Okay, here you are. I hope that helps. Sorry for the ugly code, I'm using R not often enough to remember all the details ;/
Given this data:
library(ggplot2)
f <- function(x) { return (1-exp(-x/5)); }
data <- data.frame( x = seq(0, 20) )
data$y <- sapply(data$x, f) + rnorm(length(data$x), sd=0.1)
data
ggplot( data,
aes( x= x,
y= y)) +
theme_minimal()+
geom_point()
I can easily plot normalized to f(x) via
ggplot( data, aes( x= x, y= y - f(x))) +
theme_minimal()+
geom_point()
and now only quite a few details are missing, that I could try to fix up like this:
gridlines0 <- data.frame( x= 0:20, y=0-f(0:20))
gridlines1 <- data.frame( x= 0:20, y=1-f(0:20))
gridlines2 <- data.frame( x= 0:20, y=2-f(0:20))

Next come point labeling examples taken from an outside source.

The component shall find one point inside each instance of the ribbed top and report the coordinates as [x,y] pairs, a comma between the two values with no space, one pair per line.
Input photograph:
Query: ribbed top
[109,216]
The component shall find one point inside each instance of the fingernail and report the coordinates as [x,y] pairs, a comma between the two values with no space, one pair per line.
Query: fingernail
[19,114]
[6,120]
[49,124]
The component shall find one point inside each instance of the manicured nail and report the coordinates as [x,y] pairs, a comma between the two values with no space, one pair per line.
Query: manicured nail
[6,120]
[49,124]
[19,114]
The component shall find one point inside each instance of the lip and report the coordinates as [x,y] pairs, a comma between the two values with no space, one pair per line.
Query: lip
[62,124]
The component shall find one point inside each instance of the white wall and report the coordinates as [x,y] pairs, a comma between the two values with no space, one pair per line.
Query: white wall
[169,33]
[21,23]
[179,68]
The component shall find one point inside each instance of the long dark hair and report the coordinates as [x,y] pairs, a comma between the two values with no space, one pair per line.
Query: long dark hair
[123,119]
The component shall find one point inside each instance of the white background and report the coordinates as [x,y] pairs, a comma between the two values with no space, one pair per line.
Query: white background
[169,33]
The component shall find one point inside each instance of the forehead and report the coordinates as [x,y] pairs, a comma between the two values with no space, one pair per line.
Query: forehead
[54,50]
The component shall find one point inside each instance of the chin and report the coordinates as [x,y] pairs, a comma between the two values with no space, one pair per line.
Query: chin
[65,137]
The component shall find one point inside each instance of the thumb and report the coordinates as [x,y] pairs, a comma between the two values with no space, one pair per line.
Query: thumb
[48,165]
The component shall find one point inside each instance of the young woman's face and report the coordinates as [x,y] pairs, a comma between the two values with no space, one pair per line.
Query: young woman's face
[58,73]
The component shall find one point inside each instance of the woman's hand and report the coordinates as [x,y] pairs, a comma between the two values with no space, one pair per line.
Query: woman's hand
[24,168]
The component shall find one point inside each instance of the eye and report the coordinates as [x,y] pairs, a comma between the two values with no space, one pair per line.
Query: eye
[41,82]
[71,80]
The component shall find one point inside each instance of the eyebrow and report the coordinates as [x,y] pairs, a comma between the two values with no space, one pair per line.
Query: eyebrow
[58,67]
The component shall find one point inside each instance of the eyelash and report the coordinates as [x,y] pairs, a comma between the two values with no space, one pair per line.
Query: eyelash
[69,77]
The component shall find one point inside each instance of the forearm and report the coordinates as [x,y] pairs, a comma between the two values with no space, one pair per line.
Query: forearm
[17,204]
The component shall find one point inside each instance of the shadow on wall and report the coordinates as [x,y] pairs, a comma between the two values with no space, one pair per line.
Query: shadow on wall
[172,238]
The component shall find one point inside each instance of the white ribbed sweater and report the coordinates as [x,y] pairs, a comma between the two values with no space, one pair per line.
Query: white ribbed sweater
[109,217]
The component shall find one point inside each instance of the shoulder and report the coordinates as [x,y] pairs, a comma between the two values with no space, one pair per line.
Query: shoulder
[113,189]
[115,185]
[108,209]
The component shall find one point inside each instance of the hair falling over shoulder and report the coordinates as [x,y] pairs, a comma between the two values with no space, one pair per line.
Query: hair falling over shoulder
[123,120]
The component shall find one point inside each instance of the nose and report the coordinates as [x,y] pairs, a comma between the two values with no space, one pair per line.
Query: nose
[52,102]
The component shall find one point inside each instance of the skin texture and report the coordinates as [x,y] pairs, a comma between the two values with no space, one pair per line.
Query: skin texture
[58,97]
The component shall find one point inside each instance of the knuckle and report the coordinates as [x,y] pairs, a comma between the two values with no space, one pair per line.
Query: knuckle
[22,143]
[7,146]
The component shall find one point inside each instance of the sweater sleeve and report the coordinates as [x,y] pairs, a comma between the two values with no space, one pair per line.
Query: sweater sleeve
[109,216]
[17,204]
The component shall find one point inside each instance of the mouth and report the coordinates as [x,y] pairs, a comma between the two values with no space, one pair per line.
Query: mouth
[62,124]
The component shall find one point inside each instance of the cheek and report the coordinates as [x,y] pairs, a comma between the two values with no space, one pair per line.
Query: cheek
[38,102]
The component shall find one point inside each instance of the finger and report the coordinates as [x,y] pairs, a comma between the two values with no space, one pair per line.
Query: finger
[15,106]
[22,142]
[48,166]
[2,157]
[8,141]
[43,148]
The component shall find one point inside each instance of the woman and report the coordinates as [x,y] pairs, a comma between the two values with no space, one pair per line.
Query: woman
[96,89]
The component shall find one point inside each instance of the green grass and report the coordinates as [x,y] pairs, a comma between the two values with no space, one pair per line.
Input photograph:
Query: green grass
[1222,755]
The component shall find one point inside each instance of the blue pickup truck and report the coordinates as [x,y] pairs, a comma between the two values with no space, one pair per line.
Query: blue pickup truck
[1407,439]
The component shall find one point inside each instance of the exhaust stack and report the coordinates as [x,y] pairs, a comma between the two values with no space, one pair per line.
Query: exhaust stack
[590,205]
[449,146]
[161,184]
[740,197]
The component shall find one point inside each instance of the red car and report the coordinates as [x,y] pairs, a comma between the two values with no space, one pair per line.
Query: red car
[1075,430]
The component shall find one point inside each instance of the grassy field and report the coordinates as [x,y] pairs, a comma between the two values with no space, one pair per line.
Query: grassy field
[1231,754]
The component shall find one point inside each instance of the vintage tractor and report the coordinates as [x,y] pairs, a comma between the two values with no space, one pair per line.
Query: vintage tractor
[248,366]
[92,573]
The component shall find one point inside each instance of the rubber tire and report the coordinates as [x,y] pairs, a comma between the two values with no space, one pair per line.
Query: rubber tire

gridlines05 <- data.frame( x= 0:20, y=0.5-f(0:20))
gridlines05
ggplot( data, aes(x= x, y= y-f(x))) +
scale_y_continuous(breaks = NULL)+
theme_minimal()+
geom_line(data=gridlines0) +
geom_line(data=gridlines1) +
geom_line(data=gridlines2) +
geom_line(data=gridlines05) +
geom_text(data=gridlines0[1,], aes(label="0"), nudge_x=-1) +
geom_text(data=gridlines1[1,], aes(label="1"), nudge_x=-1) +
geom_text(data=gridlines2[1,], aes(label="2"), nudge_x=-1) +
geom_text(data=gridlines05[1,], aes(label="0.5"), nudge_x=-1) +
geom_point()
So, basically I'm transforming the coordinate system, with one axis depending on the location on the other axis (here Y depends on X). Now I'd like a) all the grid, grid labels, etc. to be correct without all that (now manual) stuff, and it would be more ideal if I could give a function of two arguments that returns two arguments (instead of now having cood_trans doing two functions of one argument each).